My ethnographic work suggests that it is this proliferating ideological framework that backed AKP’s rise to power and continues to sustain it fifteen years later – support which undergirds the rise of this increasingly authoritarian government. The political divide in Turkey is not the spirit of “tradition” versus “modernisation.” Rather, it is the use of Islam more as an idiom and as an influence for people to engage in financial actitivity. It is – drawing on Max Weber (1930) – the Islamic ethic and the “spirit of capitalism”. After all, as the 8th President of Turkey Turgut Özal once said, “rich Muslims are better than poor Muslims” (Bali 2002). Or – to return to my introductory account – as a friend of my mine commented when I told her about the short-sleeved woman wearing Hijab: “as long as her head is covered she, her husband and her family can make a good living.” Her heart (or arm) doesn’t have to be in it.

Aimilia Voulvouli is an ERC Postdoctoral Fellow at Aristotle University of Thessaloniki in Greece and case worker at the Greek Asylum Service. Prior to that, she spent four years in Turkey as an Assistant Professor in Istanbul and Kayseri. She has taught at the University of the Aegean in Greece, where she also served as a Postdoctoral Fellow funded by the Greek State Scholarship Foundation. She has conducted extensive fieldwork in Turkey and Greece on collective action. Her research interests include political anthropology, social movements, environmentalism, crime, and the bureaucracy involved in asylum procedures.

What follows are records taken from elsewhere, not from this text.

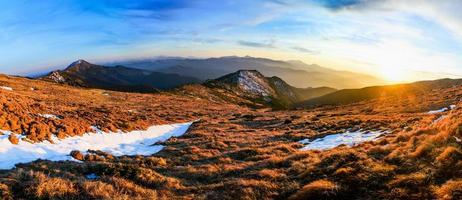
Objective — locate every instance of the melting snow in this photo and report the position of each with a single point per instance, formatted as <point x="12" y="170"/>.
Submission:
<point x="6" y="88"/>
<point x="442" y="109"/>
<point x="49" y="116"/>
<point x="118" y="144"/>
<point x="348" y="138"/>
<point x="92" y="176"/>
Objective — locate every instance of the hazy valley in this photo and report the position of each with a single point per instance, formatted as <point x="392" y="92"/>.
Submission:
<point x="252" y="137"/>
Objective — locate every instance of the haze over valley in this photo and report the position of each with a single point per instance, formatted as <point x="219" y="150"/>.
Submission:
<point x="259" y="99"/>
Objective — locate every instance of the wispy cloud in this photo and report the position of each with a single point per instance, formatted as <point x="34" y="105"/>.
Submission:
<point x="305" y="50"/>
<point x="269" y="44"/>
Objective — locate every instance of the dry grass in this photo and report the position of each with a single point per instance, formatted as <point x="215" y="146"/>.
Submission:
<point x="236" y="152"/>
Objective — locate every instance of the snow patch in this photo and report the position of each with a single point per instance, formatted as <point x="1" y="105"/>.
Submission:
<point x="118" y="144"/>
<point x="91" y="176"/>
<point x="348" y="138"/>
<point x="6" y="88"/>
<point x="49" y="116"/>
<point x="451" y="107"/>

Acknowledgments: Many thanks to Panos, Nazlı, Hüseyin and Kıvanç for being patient enough to talk Turkish history and politics with me.

Notes

[1] The Battle of Çanakkale is considered to be the basis that formed the Turkish War of Independence.

[2] Four until recently as one university was shut down after July 15 due to its alleged connection with the Fetullah Terrorist Organisation (Fethullahçı Terör Örgütü – FETÖ) that refers to supporters of Fetullah Gülen, the self-exiled, US based cleric who has been targeted as the mastermind of the coup attempt by the government.

Works Cited

Bali, R. (2002). Tarz-i Hayattan Life Style’a. Istanbul: Iletisim Yayinlari.

Öniş, Z. (1997). ‘The political economy of Islamic resurgence in Turkey: The rise of the Welfare Party in perspective’. Third World Quarterly 18(4): 743-766.

Öniş, Z. 2001 Political Islam at the crossroads: From hegemony to co- existence. Contemporary Politics, 7(4): 281-298.

Voulvouli, A. (Forthcoming) From Tarlabaşı to Gezi and beyond: The 2013 event in the conjuncture of Neoliberal times. Urbanities: Journal of Urban Ethnography.

Weber, M. 2001 (1930) The Protestant Ethic and the Spirit of Capitalism. London: Routledge.